Manchester City are three games into an April in which they play eight matches as they challenge for an unprecedented quadruple by adding the Premier League, Champions League and FA Cup to the League Cup they have already won.
That schedule could be added to if they manage to overturn a 1-0 first-leg deficit in their Champions League quarter-final against Tottenham and reach the semi-finals.
"In any sport when you get such a run there is a risk of burning out because it just keeps coming," said Peters.
"It's very important that you see it almost as a hurdles race where you are not meant to be clearing three or four hurdles at a time; you have got 10 to jump."
City boss Pep Guardiola has described his team as a "machine", which Peters said is "a perfect example".

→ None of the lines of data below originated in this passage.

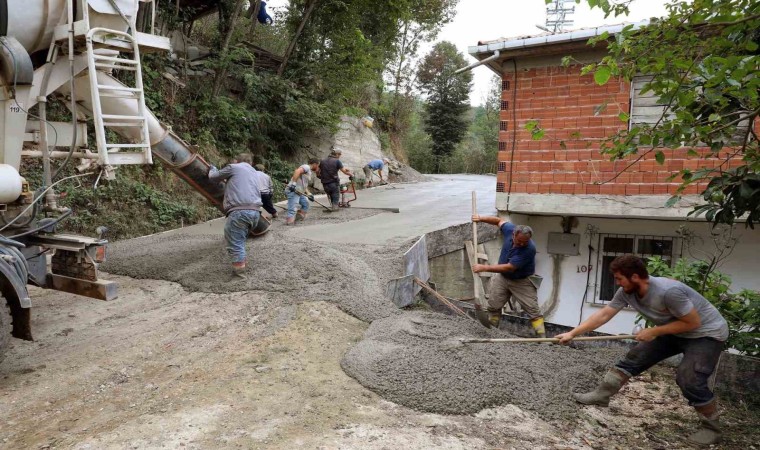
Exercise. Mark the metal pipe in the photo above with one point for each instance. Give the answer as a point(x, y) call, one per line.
point(58, 154)
point(479, 63)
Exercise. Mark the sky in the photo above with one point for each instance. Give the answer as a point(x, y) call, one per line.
point(486, 20)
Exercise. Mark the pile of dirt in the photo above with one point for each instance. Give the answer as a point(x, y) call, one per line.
point(289, 268)
point(415, 360)
point(406, 355)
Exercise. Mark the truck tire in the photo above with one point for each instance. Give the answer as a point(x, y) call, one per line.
point(5, 327)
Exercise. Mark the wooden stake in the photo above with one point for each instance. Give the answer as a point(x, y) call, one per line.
point(520, 340)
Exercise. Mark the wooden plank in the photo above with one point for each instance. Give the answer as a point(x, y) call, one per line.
point(477, 281)
point(100, 289)
point(401, 291)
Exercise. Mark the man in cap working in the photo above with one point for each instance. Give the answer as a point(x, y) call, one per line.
point(298, 191)
point(266, 190)
point(328, 174)
point(685, 323)
point(371, 167)
point(514, 273)
point(242, 202)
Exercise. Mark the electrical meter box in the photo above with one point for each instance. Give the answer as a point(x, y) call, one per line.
point(564, 244)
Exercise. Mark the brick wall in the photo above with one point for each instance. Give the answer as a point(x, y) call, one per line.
point(567, 159)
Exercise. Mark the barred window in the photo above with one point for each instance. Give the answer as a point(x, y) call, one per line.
point(613, 245)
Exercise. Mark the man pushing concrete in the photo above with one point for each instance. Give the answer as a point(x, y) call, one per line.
point(685, 323)
point(328, 174)
point(298, 191)
point(371, 167)
point(242, 202)
point(514, 272)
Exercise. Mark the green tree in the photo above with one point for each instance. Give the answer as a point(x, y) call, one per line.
point(704, 57)
point(447, 98)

"It's a good way of looking at it," Peters said. "You just expect the machine to run - just keep oiling it - rather than start to think, 'What could happen? We might get exhausted. We might get mentally tired.'
"That's not really that helpful. It's much more helpful to have a positive outlook, say this is the plan and follow the plan."
The impact of late goals
Liverpool have scored 15 goals in the final 10 minutes of league matches this season. That converts to earning them seven extra points, as opposed to City's nine goals, resulting in no extra points.
|Late goal drama|
|Goals scored in last 10 mins||Goals conceded in last 10 mins||Points won on goals scored after 80 mins||Points lost after goals conceded after 80 mins||Difference|
According to Peters, late goals can have a demoralising effect if the outcome you built up to does not materialise.

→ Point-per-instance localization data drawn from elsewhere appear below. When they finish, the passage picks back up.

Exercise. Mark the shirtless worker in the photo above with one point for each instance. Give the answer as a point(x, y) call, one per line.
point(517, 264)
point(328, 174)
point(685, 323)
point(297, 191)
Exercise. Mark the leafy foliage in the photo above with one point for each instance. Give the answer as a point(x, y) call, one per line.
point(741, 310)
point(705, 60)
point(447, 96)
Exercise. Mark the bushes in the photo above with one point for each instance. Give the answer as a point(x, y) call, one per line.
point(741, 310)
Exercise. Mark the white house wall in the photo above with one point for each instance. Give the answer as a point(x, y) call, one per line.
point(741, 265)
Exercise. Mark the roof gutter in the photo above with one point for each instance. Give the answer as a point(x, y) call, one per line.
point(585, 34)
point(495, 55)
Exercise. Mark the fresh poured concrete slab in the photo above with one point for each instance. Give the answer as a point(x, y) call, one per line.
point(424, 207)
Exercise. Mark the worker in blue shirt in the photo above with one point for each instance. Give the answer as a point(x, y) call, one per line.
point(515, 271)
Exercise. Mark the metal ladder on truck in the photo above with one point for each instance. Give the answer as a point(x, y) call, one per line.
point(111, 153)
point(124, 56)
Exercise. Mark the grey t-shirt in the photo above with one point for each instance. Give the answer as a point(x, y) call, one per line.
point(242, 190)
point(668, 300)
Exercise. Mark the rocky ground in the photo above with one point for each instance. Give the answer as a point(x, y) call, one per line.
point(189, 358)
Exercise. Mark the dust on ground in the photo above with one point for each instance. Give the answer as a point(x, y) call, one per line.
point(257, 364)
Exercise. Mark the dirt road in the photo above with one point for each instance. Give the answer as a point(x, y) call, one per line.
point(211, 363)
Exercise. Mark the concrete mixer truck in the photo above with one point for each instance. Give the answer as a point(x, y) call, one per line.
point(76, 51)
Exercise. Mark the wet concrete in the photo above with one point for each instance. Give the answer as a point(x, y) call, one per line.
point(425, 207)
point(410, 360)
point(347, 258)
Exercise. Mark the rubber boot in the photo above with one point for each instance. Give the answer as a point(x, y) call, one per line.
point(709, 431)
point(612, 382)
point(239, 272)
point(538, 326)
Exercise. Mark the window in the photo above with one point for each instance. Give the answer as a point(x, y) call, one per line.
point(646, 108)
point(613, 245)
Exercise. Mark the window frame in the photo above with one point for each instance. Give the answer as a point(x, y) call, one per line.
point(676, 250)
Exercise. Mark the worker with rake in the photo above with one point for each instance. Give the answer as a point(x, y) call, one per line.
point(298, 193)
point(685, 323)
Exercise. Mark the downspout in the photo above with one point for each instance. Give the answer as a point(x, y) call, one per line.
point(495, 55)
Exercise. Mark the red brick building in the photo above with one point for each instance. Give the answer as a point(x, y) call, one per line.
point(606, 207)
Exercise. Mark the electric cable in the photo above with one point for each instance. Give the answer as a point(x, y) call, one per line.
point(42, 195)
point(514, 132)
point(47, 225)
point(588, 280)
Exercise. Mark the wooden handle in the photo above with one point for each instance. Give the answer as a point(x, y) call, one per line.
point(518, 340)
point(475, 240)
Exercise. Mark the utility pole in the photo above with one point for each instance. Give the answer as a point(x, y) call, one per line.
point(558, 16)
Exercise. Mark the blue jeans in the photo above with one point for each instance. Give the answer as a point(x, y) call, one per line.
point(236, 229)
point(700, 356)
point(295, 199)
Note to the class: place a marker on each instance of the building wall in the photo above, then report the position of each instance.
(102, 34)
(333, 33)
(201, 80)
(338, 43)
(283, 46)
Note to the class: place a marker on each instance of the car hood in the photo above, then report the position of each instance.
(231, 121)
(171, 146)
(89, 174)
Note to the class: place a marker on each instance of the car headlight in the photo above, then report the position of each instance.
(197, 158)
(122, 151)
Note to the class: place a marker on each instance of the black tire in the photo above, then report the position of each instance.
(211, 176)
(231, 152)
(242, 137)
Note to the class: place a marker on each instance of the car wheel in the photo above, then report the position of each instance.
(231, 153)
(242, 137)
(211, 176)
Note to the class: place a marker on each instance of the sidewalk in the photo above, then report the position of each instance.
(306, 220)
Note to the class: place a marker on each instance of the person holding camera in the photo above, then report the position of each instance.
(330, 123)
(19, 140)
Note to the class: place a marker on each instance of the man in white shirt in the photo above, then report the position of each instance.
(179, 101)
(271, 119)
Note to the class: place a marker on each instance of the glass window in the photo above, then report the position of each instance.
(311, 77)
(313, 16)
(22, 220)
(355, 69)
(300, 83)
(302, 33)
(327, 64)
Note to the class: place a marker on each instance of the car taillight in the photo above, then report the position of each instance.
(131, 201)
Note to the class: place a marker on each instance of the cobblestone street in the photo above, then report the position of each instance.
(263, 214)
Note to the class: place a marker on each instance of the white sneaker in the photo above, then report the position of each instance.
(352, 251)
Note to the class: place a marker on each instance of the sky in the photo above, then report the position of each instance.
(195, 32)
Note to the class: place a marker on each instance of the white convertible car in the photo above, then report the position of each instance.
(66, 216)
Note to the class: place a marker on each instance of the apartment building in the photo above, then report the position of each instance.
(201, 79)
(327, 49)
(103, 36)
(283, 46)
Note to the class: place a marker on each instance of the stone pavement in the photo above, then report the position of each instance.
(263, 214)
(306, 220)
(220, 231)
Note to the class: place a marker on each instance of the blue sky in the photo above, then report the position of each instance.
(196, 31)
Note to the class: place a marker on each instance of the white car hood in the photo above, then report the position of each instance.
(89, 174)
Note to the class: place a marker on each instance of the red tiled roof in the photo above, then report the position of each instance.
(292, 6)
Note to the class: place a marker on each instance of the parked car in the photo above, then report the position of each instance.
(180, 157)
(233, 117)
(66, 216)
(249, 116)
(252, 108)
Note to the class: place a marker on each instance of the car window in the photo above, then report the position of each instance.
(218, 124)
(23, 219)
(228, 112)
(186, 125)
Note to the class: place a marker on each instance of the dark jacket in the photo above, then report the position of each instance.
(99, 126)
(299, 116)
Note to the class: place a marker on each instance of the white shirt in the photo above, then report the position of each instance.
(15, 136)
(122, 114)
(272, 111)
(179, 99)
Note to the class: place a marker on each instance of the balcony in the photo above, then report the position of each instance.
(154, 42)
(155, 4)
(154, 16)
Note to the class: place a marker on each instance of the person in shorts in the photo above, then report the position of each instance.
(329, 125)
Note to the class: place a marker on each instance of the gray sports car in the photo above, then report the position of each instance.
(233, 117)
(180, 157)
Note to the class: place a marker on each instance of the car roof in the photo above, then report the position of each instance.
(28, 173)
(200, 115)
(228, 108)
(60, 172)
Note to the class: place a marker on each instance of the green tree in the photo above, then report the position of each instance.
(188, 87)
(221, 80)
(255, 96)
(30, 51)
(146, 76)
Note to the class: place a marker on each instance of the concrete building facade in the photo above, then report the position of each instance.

"You go through effectively a mini grief reaction because what you have really done is set yourself up for this," he said.

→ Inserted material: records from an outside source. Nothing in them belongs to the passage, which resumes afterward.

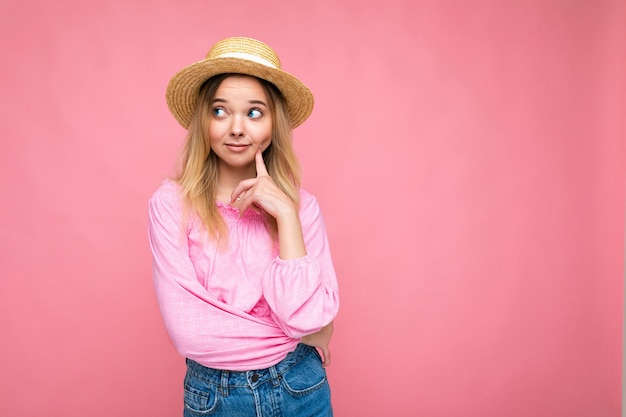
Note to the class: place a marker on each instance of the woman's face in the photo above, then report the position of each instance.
(240, 121)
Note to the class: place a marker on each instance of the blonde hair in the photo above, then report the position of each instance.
(199, 165)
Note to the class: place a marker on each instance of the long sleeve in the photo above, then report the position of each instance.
(201, 325)
(303, 293)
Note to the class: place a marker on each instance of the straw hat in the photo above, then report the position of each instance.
(240, 56)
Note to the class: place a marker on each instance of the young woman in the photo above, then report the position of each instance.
(241, 263)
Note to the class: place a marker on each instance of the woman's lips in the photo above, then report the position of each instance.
(237, 147)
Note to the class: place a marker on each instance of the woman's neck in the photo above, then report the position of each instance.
(229, 178)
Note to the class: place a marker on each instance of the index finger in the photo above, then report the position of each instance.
(261, 170)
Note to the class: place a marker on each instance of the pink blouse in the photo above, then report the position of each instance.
(242, 307)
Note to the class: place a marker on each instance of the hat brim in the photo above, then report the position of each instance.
(183, 88)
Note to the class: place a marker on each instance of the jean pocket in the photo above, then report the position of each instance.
(305, 377)
(200, 397)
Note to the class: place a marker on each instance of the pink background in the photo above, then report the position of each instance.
(469, 156)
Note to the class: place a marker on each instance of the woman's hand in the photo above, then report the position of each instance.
(320, 340)
(263, 193)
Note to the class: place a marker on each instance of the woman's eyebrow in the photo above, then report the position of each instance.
(258, 102)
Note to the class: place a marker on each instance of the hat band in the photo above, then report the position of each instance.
(248, 57)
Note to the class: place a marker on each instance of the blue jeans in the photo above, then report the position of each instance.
(295, 387)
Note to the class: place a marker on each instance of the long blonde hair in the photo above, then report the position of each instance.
(198, 175)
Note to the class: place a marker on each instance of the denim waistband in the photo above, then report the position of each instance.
(253, 378)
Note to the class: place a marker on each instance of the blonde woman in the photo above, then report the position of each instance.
(241, 264)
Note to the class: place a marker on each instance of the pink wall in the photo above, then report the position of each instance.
(470, 158)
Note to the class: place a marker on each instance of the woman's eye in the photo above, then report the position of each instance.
(255, 113)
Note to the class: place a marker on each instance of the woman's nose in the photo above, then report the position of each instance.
(237, 126)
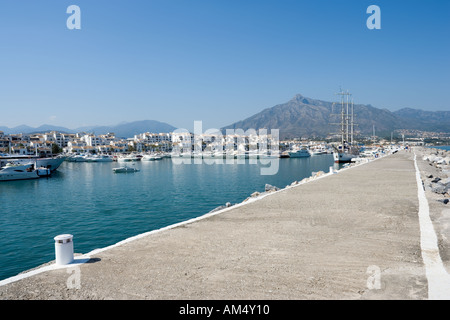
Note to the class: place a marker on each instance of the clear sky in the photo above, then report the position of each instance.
(218, 61)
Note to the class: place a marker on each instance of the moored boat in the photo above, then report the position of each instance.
(125, 169)
(12, 172)
(299, 153)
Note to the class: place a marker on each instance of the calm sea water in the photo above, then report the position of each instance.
(442, 147)
(101, 208)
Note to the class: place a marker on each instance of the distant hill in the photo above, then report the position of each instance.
(123, 130)
(306, 117)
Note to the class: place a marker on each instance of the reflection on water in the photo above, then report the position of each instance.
(101, 208)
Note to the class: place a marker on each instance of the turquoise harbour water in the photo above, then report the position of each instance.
(442, 147)
(101, 208)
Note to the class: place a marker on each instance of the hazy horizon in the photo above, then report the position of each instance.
(220, 62)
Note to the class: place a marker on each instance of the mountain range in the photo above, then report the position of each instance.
(299, 117)
(306, 117)
(122, 130)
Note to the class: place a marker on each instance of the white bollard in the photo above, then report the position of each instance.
(64, 249)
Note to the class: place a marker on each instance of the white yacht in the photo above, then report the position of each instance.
(100, 158)
(299, 153)
(346, 151)
(130, 157)
(51, 163)
(125, 169)
(151, 157)
(18, 172)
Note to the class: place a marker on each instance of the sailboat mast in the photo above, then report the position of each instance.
(352, 122)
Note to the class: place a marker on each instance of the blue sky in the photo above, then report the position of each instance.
(218, 61)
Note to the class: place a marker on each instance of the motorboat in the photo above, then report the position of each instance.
(125, 169)
(151, 157)
(130, 157)
(12, 172)
(300, 153)
(100, 158)
(51, 163)
(318, 151)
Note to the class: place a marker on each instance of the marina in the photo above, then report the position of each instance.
(253, 247)
(101, 208)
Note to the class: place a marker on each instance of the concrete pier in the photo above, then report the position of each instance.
(351, 235)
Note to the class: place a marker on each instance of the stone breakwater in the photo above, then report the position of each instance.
(437, 179)
(351, 235)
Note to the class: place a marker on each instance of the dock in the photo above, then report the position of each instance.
(356, 234)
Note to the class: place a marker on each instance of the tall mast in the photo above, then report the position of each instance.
(352, 122)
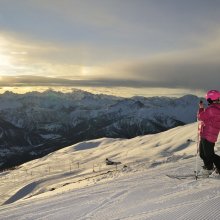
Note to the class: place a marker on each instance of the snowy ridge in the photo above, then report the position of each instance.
(40, 123)
(141, 190)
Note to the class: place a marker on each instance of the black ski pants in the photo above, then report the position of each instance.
(207, 153)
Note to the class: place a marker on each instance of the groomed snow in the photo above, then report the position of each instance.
(63, 185)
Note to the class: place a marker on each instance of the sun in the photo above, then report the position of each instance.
(5, 61)
(85, 70)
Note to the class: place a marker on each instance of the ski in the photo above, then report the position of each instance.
(191, 176)
(185, 176)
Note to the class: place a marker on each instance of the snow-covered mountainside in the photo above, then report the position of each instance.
(35, 124)
(75, 182)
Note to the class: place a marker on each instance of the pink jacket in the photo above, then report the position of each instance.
(210, 118)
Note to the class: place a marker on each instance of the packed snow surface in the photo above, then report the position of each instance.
(75, 183)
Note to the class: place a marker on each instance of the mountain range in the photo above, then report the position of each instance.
(35, 124)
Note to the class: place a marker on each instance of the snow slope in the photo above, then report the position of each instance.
(49, 188)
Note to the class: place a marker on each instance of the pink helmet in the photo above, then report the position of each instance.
(213, 95)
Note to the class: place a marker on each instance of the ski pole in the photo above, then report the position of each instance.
(197, 151)
(197, 145)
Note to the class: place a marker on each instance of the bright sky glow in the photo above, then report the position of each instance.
(132, 44)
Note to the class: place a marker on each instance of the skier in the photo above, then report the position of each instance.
(210, 127)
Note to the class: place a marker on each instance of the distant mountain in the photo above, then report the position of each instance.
(35, 124)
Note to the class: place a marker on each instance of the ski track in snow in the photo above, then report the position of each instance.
(147, 194)
(142, 192)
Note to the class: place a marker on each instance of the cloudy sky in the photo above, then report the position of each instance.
(136, 44)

"You have an expectation, which is realistic and reasonable, that you are going to gain these points; they're going to not get the points. You've made all that up, but actually it's a bit premature.
"You've jumped ahead of yourself because you are saying 'if this happens', and then when it doesn't happen. Like anything in life, if it doesn't go the way we want it to, you go through disappointment.
"You react to it emotionally, which is pretty healthy and natural, and then you have to say, 'let's work through those emotions and process them'.
"It's the same as when we didn't win the league with Liverpool. It was a gutting experience because you built up all season and there was an anticipation that it could happen.
"You are always going to form expectations, and that means when they don't come to fruition you go through a disappointment. You just have to get over it, regroup and get on again."